Dentsu Aegis Network’s Carat has won Vodafone’s global media planning and buying account after beating the incumbent, WPP’s Group M, in a shoot-out.
Carat will take control of the British telecoms giant’s business in about 15 markets, including the UK and Germany.
Industry observers have watched the review closely because Vodafone took digital biddable media buying in-house last year and it has significantly cut the scope of its external media agency partner since then.
Carat and Dentsu Aegis Network will largely handle offline media buying, but will also play a strategic role in advising on in-sourcing digital media.
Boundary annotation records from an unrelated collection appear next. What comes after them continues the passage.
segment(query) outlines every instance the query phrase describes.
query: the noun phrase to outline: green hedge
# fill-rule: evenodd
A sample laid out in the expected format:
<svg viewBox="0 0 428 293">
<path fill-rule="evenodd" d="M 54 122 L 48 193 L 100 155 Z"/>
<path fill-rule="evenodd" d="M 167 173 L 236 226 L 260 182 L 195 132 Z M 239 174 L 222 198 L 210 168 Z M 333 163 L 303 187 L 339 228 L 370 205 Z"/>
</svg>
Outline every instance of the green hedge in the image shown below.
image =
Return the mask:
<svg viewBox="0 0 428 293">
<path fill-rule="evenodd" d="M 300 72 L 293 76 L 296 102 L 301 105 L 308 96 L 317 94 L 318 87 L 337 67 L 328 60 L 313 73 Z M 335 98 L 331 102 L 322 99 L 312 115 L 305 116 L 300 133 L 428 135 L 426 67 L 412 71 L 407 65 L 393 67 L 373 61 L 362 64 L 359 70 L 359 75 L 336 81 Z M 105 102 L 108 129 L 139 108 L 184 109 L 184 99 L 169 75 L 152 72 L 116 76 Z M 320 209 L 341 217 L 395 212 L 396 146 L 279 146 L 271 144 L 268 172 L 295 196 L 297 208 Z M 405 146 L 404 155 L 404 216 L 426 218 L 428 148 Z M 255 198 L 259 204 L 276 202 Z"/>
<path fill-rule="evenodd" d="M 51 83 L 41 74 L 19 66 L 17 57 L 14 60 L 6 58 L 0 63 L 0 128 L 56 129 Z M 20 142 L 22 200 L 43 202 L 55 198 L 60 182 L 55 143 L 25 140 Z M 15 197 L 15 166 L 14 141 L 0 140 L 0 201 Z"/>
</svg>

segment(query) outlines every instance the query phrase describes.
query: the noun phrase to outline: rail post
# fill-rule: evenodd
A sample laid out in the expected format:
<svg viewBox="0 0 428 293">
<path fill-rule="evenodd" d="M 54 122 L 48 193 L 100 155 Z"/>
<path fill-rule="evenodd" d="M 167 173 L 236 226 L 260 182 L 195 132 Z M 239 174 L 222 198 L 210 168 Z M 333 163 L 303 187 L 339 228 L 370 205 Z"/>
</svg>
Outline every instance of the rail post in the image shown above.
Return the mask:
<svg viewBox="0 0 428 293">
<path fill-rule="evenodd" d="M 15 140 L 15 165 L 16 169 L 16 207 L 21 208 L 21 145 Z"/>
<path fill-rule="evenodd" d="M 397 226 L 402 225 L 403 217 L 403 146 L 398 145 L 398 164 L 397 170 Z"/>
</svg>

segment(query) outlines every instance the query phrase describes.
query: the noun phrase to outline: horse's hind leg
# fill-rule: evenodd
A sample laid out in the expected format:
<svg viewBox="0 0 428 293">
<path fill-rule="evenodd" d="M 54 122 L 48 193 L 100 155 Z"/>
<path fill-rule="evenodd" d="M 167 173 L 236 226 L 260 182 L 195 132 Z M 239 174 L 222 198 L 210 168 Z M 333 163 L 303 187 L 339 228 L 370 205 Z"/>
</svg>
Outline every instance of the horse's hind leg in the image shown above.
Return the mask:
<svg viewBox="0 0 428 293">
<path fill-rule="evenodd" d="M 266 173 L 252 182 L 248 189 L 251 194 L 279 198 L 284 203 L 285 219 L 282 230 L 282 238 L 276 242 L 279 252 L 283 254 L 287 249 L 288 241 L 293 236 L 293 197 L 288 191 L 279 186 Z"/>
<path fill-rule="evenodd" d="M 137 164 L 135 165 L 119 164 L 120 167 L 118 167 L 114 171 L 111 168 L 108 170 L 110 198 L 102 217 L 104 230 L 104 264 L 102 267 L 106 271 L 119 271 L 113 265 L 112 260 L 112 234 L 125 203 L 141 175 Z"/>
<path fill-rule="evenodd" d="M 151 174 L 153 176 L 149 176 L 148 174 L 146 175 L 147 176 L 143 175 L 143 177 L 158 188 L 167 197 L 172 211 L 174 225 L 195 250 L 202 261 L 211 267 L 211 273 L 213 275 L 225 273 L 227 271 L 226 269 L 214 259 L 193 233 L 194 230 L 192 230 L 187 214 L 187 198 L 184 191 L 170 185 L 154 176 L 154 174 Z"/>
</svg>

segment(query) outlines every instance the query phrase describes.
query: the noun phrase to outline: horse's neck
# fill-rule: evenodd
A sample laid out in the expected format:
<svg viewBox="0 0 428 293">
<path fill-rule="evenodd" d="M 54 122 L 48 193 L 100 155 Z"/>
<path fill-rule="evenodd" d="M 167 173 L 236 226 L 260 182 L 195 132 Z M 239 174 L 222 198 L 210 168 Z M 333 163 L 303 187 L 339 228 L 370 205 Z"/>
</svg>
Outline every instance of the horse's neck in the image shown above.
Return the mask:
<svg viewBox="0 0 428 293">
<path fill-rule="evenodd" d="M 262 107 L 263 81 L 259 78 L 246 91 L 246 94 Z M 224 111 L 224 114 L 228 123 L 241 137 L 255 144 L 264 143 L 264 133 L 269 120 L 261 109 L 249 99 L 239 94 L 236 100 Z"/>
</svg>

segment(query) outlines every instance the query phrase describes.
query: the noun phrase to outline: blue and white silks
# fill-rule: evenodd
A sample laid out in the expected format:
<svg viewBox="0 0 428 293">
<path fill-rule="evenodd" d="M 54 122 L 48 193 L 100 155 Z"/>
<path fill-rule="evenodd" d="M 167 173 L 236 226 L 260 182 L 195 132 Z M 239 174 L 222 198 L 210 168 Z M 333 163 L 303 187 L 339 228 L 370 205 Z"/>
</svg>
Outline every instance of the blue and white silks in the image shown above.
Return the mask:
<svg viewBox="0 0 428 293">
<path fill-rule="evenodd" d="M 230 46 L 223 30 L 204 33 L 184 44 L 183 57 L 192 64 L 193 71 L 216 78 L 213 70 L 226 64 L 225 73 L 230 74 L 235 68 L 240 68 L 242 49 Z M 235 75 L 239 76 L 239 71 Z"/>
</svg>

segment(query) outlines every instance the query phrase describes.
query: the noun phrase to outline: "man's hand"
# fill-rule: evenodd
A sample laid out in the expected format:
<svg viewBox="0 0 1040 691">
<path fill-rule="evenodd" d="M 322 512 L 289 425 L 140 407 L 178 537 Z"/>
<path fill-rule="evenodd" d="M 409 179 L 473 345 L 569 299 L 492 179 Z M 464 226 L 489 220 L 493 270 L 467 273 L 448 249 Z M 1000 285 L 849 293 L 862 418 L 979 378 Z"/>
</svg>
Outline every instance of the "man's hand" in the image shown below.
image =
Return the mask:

The media account has been estimated to be worth close to £400m annually – considerably less than its estimated £600m value when WPP’s MEC, now known as Wavemaker, beat Carat to the business in 2014.
Vodafone has continued to increase the role of its in-house team this year and it is thought that the value of the media buying account will drop further.
The company's original decision to in-source biddable media in June 2018 was a blow to Wavemaker and it is understood that Group M, the media buying division for all of WPP’s media agencies, led the defence of this review.
Omnicom and Publicis Groupe also took part in the process but were eliminated at an earlier stage.
Will Swayne, chief client officer, media & performance, at Dentsu Aegis Network, said: "Vodafone is a future-focused organisation, challenging old ways of doing things while pioneering the new and maximising the opportunities of the digital economy.
"We are delighted to be partnering with them, integrating the best of our agency capabilities to accelerate Vodafone’s evolution to become market-leading in digital marketing and in-house media buying."
Vodafone will still have a close relationship with WPP, since the holding group manages marketing services, including creative and PR.
Wavemaker will also continue to handle media in some markets where Vodafone operates joint ventures, such as India and the Netherlands, where WPP won Vodafone Ziggo’s account earlier this year.
Nikos Vlachopoulos, global marketing and brand director at Vodafone, oversaw the review after Sara Martins de Oliveira departed as global director of brand and media during the summer.
Oliveira, who led the in-sourcing initiative, told Campaign in March that she expects the company to in-source more media over time.
"Within five years, I think most of media will be biddable," she said at the time. "It means there is no need for middle people. You can do it yourself if you’re data-rich."
Vodafone, which appointed a new global chief executive, Nick Read, in October 2018, is under financial pressure to improve growth and cut costs.
The company recently appointed Anomaly, a part of The Stagwell Group-controlled MDC Partners, as its strategic and creative agency partner for the brand globally. WPP’s Santo previously worked on that brief.
Vodafone declined to comment immediately.